Die alten Klischees sind ins Altersheim gekommen, sagte das Alter ego, das offenbar ebenfalls getrunken hatte. Dort sitzen sie und erinnern sich nicht mehr daran, wer sie sind, und bekommen das Essen zerkleinert. Die alten Klischees leiden unter Inkontinenz und haben zittrige Hände, das ist es, was mit den alten Klischees passiert ist.

»Ruhe da!« sagte Moss.

Sie bekam eine Speisekarte. Voller Selbstmitleid sah sie vor sich, was wohl die Familie auf Prinsdal aß, Mutter, Vater und zwei Töchter.

Fischstäbchen vermutlich, mit Tiefkühlgemüse, ach ja.

Sie starrte lange auf die Speisekarte, ohne sich entscheiden zu können. Die Kellnerin betrachtete geduldig ihre Nägel. »Haben Sie Fischstäbchen?« fragte Moss schließlich mürrisch.

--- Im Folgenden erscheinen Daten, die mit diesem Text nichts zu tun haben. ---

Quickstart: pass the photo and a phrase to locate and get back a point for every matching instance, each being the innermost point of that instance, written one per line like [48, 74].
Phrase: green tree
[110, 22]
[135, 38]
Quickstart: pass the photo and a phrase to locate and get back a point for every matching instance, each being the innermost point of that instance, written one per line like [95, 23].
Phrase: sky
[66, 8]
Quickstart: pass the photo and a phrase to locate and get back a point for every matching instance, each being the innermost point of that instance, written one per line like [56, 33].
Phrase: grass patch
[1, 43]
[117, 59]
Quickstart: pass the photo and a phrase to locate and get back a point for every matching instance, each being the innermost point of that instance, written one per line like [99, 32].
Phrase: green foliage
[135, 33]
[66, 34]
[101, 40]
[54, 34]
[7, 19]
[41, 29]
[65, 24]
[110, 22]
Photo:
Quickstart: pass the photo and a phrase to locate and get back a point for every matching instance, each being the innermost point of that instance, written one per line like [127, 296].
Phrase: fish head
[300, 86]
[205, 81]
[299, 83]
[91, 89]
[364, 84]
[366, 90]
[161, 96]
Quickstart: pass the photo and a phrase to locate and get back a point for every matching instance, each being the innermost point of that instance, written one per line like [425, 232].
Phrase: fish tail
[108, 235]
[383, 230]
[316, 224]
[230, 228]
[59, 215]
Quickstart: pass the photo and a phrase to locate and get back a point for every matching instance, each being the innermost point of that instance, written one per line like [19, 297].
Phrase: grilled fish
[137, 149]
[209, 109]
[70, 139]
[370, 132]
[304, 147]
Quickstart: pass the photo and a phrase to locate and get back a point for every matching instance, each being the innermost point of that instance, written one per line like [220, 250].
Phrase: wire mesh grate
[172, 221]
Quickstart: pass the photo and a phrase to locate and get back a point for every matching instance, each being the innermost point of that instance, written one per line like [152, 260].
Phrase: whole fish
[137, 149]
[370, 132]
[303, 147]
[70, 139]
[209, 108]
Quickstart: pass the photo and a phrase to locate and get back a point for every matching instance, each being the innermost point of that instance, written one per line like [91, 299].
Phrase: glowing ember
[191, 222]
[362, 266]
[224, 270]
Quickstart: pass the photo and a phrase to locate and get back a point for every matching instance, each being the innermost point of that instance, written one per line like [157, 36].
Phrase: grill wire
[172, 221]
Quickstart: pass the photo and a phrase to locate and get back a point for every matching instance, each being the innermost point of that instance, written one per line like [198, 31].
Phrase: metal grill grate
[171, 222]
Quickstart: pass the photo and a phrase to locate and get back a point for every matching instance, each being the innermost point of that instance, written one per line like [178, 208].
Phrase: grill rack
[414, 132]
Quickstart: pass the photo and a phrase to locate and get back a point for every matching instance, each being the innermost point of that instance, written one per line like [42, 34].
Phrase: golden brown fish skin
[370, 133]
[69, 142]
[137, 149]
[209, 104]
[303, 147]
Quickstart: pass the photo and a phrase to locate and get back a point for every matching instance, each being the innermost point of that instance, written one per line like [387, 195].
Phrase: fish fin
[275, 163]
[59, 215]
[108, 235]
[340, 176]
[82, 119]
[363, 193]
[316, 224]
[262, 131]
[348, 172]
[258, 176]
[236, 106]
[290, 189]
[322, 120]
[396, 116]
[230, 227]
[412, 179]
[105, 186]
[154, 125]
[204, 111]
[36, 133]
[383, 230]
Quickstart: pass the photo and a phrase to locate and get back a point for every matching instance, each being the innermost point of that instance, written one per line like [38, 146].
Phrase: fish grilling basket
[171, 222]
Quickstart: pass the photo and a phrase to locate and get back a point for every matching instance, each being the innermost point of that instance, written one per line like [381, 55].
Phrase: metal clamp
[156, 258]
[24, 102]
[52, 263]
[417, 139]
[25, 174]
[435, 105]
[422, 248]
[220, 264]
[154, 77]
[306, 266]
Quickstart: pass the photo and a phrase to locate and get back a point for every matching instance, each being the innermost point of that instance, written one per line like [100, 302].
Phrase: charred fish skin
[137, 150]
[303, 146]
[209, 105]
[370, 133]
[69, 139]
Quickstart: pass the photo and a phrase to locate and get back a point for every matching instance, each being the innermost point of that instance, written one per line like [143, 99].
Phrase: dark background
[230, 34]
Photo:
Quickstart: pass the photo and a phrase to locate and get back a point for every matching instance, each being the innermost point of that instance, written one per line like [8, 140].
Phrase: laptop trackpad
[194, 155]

»Nein«, sagte das Mädchen. »Aber wir haben Fish ’n’ Chips.«

»Dann hätte ich das gerne«, sagte Moss.

Als das Essen zusammen mit einem Salat aus Chinakohl und Thousand-Islands-Dressing kam, sah es aus wie Fischstäbchen.

Es schmeckte ... wie hieß das noch?

Sortentypisch – und intensiv im Abgang.